Somente os empreendimentos imobiliários que foram lançados até o dia 1º de outubro de 2008 poderão ter acesso aos financiamentos de capital de giro da Caixa Econômica Federal com juros subsidiados. Em resolução do CMN (Conselho Monetário Nacional), divulgada quinta-feira pelo Banco Central, o prazo foi fixado para evitar que as empresas façam novos lançamentos para se beneficiar dos juros mais baixos. O CMN fixou em TR mais 11% ao ano a taxa de juros que será cobrada pela Caixa nessa linha adicional de crédito, no valor de R$ 3 bilhões.

A linha de crédito foi criada para socorrer as empresas de construção civil que fizeram lançamentos imobiliários e que, com a escassez de crédito, ficaram sem recursos para dar andamento às obras. As empresas, no entanto, terão o prazo de até 31 de março de 2009 para a contratação do empréstimo com prazo de até 60 meses.

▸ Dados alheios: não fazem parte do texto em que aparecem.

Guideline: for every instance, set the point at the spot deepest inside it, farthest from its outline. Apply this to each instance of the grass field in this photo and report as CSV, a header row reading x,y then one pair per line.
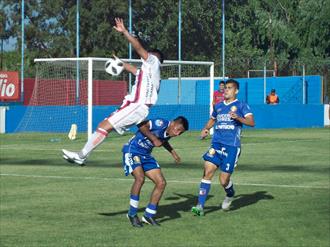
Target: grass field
x,y
282,193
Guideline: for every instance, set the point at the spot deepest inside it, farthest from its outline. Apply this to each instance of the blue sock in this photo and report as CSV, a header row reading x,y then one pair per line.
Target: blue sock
x,y
230,189
203,191
151,210
133,205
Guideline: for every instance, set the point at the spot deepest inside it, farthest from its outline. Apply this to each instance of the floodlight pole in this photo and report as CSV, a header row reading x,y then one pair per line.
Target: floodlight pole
x,y
129,44
77,51
223,39
179,50
22,52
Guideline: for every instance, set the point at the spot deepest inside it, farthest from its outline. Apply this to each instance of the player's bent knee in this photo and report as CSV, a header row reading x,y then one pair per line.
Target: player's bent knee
x,y
224,181
161,184
139,180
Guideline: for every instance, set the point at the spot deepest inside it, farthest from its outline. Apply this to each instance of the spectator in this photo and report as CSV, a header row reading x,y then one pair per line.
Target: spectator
x,y
272,98
219,95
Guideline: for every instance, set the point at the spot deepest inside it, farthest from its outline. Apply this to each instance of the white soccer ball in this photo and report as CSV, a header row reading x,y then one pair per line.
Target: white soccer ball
x,y
114,66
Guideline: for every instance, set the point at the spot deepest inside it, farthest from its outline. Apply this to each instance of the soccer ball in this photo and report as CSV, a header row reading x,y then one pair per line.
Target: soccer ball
x,y
114,66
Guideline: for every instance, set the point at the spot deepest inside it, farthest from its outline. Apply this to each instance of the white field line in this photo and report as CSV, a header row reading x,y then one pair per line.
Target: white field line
x,y
26,147
169,181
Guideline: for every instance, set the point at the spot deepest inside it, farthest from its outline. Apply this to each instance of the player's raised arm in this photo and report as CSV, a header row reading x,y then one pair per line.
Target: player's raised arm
x,y
120,27
144,127
206,129
247,120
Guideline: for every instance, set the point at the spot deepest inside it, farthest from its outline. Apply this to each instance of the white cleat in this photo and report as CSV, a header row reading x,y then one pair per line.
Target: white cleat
x,y
73,157
226,203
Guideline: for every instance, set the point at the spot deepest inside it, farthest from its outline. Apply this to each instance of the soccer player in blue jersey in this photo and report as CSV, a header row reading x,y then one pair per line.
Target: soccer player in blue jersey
x,y
227,119
137,160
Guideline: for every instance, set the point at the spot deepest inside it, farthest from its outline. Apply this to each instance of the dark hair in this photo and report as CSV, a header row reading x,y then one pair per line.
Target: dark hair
x,y
234,82
182,120
161,55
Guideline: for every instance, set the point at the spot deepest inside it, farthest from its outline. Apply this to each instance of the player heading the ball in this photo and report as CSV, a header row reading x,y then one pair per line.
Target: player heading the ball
x,y
135,106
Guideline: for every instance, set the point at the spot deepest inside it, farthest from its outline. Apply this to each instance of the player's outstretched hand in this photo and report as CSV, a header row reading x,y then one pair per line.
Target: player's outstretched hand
x,y
204,133
157,142
120,27
176,157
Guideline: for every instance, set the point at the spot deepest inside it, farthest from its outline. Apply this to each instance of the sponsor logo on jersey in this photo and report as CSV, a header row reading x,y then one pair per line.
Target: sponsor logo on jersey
x,y
233,108
225,127
211,151
223,152
202,191
159,122
136,159
223,117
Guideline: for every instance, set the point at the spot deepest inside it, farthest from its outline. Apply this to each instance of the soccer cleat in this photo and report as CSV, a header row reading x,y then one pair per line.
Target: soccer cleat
x,y
198,211
149,221
73,157
226,203
73,132
135,221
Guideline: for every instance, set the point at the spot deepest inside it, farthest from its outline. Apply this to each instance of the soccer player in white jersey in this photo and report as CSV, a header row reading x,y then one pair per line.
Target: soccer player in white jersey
x,y
135,106
227,119
138,161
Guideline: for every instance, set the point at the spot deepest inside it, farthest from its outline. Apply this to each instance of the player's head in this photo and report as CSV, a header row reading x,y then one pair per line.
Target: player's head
x,y
158,54
222,85
231,89
177,126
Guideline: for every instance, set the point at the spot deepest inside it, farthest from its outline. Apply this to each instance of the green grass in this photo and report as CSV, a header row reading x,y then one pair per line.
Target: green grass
x,y
282,193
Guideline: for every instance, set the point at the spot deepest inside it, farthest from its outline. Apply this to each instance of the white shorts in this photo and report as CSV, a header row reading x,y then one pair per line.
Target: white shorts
x,y
127,116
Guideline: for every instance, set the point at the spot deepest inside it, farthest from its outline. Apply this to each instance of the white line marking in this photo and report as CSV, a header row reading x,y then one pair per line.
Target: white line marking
x,y
170,181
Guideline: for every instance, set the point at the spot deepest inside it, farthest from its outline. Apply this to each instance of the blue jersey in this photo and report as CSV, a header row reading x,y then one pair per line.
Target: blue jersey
x,y
140,144
227,130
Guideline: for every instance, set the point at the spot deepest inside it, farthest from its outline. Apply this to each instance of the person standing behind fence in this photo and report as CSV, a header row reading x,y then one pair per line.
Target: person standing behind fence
x,y
272,98
219,95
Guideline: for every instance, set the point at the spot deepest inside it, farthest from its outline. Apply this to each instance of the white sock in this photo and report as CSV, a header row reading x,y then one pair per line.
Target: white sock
x,y
96,139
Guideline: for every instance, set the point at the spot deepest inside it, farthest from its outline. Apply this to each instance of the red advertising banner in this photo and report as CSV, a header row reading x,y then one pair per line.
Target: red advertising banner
x,y
9,86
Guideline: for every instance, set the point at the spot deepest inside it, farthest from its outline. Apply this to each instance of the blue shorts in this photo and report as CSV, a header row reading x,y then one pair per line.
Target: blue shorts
x,y
223,156
131,161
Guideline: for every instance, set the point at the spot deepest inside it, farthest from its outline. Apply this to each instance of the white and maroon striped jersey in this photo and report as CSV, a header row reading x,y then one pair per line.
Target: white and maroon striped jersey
x,y
147,82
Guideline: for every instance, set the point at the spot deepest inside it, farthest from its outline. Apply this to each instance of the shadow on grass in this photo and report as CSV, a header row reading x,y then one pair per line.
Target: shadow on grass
x,y
172,211
244,200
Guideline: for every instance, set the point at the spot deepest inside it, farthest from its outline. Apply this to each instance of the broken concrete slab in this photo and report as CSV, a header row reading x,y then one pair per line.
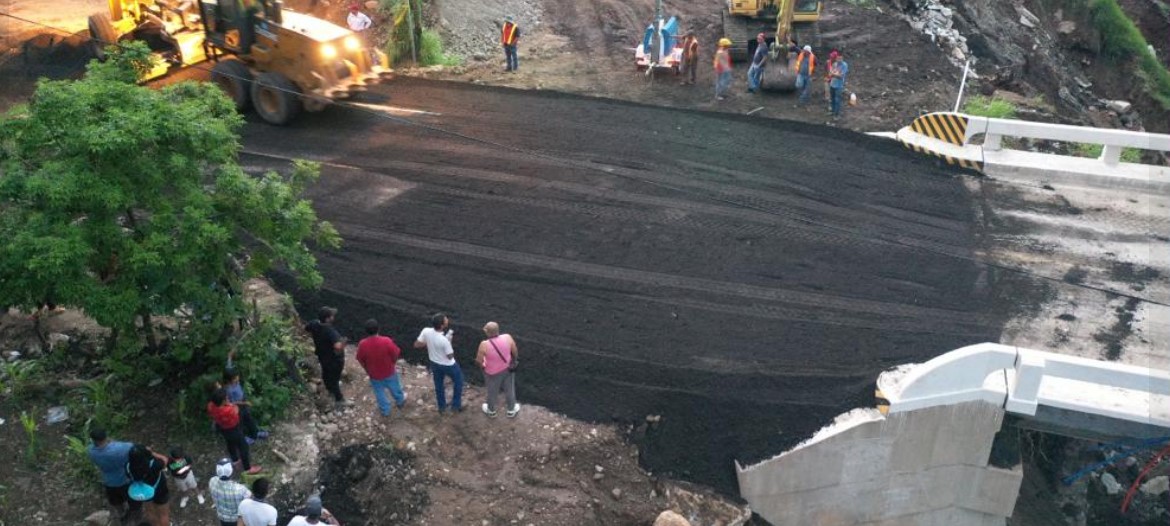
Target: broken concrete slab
x,y
1120,106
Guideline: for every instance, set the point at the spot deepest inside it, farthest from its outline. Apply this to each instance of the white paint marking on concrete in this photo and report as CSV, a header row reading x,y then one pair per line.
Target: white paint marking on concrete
x,y
393,110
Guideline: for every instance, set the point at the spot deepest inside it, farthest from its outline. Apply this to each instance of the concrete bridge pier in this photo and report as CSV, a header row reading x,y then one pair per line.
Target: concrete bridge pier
x,y
920,468
933,458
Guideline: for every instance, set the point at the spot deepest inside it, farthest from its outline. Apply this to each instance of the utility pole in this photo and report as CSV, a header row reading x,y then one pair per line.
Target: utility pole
x,y
656,39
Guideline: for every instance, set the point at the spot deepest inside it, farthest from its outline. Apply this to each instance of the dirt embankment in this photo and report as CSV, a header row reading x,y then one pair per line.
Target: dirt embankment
x,y
417,466
587,48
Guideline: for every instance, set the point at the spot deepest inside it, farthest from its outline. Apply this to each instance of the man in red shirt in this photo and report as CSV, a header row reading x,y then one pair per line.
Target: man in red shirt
x,y
226,416
378,355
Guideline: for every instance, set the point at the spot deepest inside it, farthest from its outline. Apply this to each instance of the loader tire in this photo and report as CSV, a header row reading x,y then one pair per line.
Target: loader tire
x,y
235,80
101,34
275,98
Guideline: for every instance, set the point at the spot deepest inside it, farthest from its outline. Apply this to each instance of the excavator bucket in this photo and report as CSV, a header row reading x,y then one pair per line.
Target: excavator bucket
x,y
778,77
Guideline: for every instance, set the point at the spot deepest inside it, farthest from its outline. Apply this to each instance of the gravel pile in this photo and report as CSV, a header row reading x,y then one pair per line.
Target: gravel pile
x,y
937,21
470,28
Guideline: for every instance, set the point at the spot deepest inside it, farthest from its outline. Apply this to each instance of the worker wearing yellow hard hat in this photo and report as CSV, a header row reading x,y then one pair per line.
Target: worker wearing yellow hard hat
x,y
722,69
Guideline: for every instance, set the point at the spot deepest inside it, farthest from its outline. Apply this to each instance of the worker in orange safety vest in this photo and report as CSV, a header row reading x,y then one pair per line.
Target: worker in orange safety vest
x,y
805,67
508,36
689,57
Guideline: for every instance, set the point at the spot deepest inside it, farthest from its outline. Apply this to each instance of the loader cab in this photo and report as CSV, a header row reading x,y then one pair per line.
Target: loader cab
x,y
233,25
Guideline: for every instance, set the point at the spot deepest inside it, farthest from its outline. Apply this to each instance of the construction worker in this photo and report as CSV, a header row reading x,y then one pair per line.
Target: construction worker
x,y
828,76
805,67
757,64
722,69
838,74
508,36
689,57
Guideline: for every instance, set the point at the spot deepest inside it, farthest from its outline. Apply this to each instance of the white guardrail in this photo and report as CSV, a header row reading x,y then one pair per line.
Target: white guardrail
x,y
949,136
1020,380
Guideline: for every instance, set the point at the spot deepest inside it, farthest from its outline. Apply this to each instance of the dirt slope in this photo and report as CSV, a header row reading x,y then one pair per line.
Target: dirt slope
x,y
652,262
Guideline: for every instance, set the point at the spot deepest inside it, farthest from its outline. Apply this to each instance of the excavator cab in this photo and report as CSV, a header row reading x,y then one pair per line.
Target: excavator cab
x,y
776,19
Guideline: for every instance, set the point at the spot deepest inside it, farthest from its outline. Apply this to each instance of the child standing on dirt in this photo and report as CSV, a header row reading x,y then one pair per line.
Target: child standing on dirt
x,y
179,465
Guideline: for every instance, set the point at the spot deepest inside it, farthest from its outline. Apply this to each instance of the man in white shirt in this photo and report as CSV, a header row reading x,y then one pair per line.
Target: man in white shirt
x,y
254,511
314,514
357,20
436,340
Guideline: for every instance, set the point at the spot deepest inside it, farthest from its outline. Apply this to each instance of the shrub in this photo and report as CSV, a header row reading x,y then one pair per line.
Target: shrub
x,y
31,428
1093,151
266,357
401,46
989,106
431,50
1123,41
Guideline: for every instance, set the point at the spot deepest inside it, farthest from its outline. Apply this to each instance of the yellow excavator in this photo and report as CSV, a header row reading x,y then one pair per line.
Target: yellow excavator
x,y
778,20
274,60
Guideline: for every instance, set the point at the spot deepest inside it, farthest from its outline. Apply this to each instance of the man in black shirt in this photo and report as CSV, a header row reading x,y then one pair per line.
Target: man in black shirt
x,y
330,347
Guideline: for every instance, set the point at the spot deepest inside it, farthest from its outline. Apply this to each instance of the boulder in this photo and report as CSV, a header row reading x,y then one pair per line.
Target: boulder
x,y
1156,485
98,518
1112,486
669,518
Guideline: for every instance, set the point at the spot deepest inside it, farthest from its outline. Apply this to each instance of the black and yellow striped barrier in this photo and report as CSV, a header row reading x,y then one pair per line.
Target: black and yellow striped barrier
x,y
948,127
882,402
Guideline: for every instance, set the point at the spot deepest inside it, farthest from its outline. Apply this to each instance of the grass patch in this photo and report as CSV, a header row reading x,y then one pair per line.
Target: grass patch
x,y
989,106
408,41
1093,151
1123,41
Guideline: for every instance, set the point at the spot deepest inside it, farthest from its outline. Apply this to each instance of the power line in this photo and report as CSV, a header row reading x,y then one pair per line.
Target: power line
x,y
842,230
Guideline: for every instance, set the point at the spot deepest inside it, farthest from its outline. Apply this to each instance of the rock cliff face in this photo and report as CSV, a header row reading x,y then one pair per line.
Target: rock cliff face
x,y
1050,48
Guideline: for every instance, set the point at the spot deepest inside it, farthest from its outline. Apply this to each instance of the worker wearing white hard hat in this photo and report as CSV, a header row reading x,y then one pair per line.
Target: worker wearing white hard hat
x,y
226,493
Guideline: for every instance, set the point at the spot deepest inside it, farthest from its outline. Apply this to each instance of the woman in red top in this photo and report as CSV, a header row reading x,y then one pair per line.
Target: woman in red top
x,y
226,416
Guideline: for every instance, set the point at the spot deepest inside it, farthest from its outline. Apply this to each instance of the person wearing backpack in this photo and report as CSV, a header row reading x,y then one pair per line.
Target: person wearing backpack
x,y
497,357
226,416
110,457
146,471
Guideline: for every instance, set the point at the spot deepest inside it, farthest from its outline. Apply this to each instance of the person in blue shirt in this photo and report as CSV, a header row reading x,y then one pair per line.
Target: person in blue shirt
x,y
111,457
235,395
837,75
758,60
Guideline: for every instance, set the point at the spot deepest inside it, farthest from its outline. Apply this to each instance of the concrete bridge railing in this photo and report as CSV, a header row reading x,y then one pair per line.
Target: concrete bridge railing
x,y
949,136
1021,380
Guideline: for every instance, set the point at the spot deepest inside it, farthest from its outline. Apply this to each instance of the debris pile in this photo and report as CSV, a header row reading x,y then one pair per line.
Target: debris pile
x,y
935,20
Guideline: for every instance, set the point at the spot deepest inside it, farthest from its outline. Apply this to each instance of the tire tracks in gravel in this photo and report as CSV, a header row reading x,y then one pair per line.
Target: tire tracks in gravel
x,y
771,220
645,277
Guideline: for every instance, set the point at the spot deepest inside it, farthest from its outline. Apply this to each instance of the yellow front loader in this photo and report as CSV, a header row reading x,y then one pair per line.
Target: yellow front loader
x,y
274,60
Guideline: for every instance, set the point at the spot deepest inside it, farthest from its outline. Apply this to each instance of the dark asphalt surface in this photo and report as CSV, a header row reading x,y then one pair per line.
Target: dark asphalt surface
x,y
747,279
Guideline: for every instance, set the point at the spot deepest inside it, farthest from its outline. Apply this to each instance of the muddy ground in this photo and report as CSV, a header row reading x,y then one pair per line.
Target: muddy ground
x,y
647,271
587,48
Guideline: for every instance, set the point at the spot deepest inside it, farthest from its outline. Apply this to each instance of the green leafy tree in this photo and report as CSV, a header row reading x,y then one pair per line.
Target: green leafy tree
x,y
130,203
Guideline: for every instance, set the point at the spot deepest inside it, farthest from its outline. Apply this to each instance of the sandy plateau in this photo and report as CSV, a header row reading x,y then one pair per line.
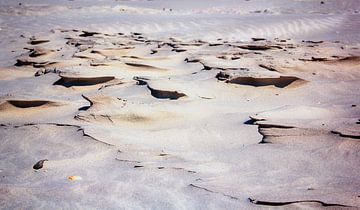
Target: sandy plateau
x,y
179,105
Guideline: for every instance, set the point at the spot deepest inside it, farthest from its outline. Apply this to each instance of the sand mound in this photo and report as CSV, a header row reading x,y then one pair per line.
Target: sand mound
x,y
69,81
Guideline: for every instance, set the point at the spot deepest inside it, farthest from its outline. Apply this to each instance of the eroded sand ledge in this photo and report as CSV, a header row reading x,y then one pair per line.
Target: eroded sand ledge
x,y
131,122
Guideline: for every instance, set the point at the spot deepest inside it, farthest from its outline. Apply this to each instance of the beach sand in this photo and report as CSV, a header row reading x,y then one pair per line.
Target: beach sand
x,y
179,104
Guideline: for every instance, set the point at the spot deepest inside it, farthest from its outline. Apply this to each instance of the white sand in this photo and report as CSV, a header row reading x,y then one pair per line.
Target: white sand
x,y
171,105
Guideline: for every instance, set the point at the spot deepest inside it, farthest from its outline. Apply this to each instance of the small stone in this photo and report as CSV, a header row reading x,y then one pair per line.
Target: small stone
x,y
39,164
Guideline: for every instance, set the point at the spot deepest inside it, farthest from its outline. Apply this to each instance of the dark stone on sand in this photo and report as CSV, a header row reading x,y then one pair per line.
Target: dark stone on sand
x,y
39,164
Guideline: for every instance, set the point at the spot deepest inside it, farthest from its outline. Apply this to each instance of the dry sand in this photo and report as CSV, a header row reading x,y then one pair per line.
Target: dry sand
x,y
179,105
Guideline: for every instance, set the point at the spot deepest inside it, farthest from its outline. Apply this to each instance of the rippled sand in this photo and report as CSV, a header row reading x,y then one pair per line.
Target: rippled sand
x,y
168,105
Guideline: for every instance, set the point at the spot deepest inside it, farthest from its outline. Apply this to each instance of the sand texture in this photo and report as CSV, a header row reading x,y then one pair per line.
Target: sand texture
x,y
179,104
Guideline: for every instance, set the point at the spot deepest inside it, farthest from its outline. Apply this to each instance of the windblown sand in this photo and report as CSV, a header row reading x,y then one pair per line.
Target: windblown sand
x,y
162,105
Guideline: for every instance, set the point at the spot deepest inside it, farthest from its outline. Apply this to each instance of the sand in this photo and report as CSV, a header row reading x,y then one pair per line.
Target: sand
x,y
168,105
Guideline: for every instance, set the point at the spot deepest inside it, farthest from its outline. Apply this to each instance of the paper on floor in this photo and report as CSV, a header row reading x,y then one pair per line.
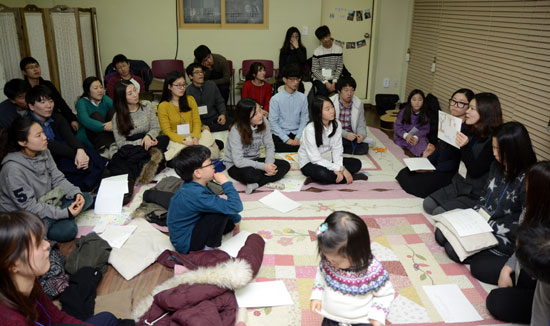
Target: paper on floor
x,y
263,294
280,202
451,304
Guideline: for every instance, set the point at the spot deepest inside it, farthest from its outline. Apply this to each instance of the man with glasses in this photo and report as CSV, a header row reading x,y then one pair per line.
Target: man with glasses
x,y
209,100
288,112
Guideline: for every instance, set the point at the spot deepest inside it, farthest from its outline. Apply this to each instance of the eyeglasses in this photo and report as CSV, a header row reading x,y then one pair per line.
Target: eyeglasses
x,y
460,105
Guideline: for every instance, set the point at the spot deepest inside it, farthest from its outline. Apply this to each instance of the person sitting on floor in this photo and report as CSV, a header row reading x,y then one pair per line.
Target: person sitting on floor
x,y
95,112
484,115
327,63
80,164
15,105
197,218
412,125
350,113
31,70
209,100
31,180
503,200
122,66
216,69
257,88
24,256
320,155
288,112
445,158
247,133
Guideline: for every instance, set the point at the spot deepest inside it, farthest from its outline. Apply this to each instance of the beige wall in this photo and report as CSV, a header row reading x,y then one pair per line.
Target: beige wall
x,y
147,30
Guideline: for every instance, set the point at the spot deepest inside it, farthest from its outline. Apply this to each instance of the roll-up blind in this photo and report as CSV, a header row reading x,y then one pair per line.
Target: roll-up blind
x,y
501,47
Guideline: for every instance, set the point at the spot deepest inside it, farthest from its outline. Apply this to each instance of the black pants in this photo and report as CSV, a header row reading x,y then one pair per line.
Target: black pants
x,y
208,231
321,174
249,174
282,147
360,148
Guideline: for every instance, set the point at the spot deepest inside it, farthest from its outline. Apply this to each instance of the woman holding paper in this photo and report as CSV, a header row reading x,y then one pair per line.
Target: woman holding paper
x,y
413,124
484,115
512,301
445,158
503,200
32,182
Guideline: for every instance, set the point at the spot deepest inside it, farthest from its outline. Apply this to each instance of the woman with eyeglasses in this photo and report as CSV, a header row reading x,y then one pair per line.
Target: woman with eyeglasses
x,y
445,158
483,116
179,117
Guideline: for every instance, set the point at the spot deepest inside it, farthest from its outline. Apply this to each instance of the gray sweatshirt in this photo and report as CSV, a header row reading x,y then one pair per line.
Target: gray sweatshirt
x,y
26,179
243,155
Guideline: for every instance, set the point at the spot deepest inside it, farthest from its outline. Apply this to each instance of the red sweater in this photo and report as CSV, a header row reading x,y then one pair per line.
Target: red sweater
x,y
262,94
49,315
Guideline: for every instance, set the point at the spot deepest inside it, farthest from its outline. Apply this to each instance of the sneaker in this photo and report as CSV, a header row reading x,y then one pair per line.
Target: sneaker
x,y
275,185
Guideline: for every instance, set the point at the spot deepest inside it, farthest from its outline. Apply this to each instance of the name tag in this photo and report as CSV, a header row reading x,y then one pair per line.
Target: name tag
x,y
203,109
183,129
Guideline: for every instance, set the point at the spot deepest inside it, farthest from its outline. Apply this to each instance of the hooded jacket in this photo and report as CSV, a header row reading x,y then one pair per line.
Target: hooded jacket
x,y
26,179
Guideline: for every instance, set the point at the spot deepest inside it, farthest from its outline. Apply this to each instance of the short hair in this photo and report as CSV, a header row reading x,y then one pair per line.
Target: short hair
x,y
118,59
25,61
322,31
291,70
345,81
348,235
514,148
201,52
533,250
15,87
38,93
189,159
191,67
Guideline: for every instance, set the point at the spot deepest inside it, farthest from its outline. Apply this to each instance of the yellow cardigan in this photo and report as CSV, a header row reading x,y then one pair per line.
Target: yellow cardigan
x,y
170,117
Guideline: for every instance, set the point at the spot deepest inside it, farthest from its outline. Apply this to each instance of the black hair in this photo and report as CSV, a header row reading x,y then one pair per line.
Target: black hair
x,y
201,52
423,110
348,235
170,78
87,84
345,81
15,87
191,67
317,120
322,31
38,93
254,68
189,159
26,61
533,250
118,59
514,148
291,70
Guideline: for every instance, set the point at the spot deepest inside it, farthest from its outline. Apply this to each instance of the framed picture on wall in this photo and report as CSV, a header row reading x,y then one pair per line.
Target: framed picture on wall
x,y
223,14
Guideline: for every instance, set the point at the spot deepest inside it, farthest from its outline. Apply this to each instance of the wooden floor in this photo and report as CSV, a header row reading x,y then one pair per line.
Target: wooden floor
x,y
155,274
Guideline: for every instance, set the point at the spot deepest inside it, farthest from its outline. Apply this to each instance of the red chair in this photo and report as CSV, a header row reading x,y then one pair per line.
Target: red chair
x,y
160,68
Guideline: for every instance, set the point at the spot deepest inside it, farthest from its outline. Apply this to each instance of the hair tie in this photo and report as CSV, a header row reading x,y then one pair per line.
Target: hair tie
x,y
322,228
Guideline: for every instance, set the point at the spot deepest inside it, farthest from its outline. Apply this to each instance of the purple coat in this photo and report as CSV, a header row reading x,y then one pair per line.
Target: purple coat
x,y
400,128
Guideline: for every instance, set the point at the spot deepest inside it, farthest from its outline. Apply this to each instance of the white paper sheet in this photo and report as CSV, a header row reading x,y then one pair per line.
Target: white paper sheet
x,y
418,163
467,222
449,125
116,236
280,202
451,303
263,294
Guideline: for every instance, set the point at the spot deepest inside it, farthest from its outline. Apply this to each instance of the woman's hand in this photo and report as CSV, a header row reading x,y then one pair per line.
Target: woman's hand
x,y
147,142
315,306
81,159
505,278
461,139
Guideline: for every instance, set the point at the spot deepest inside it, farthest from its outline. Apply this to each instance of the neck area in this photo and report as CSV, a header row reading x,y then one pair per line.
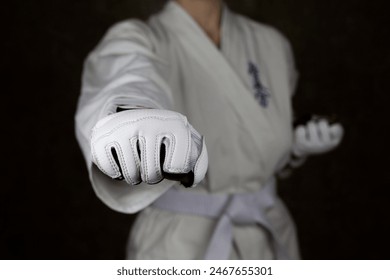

A taxa de correção de TR mais 11% é mais alta do que a reivindicada pela CBIC (Câmara Brasileira da Indústria da Construção, que queria TR mais 9% ao ano. Os juros, no entanto, são bem menores que o cobrado pelos bancos em empréstimos para capital de giro, em torno de 35%. "É natural que o setor queira uma taxa menor. Mas a gente procurou dar a menor taxa possível para capital de giro. Entendemos que é uma boa taxa", afirmou o secretário adjunto de Política Econômica do Ministério da Fazenda, Dyogo Oliveira. Segundo ele, as taxas de capital de giro aumentaram com a crise financeira internacional.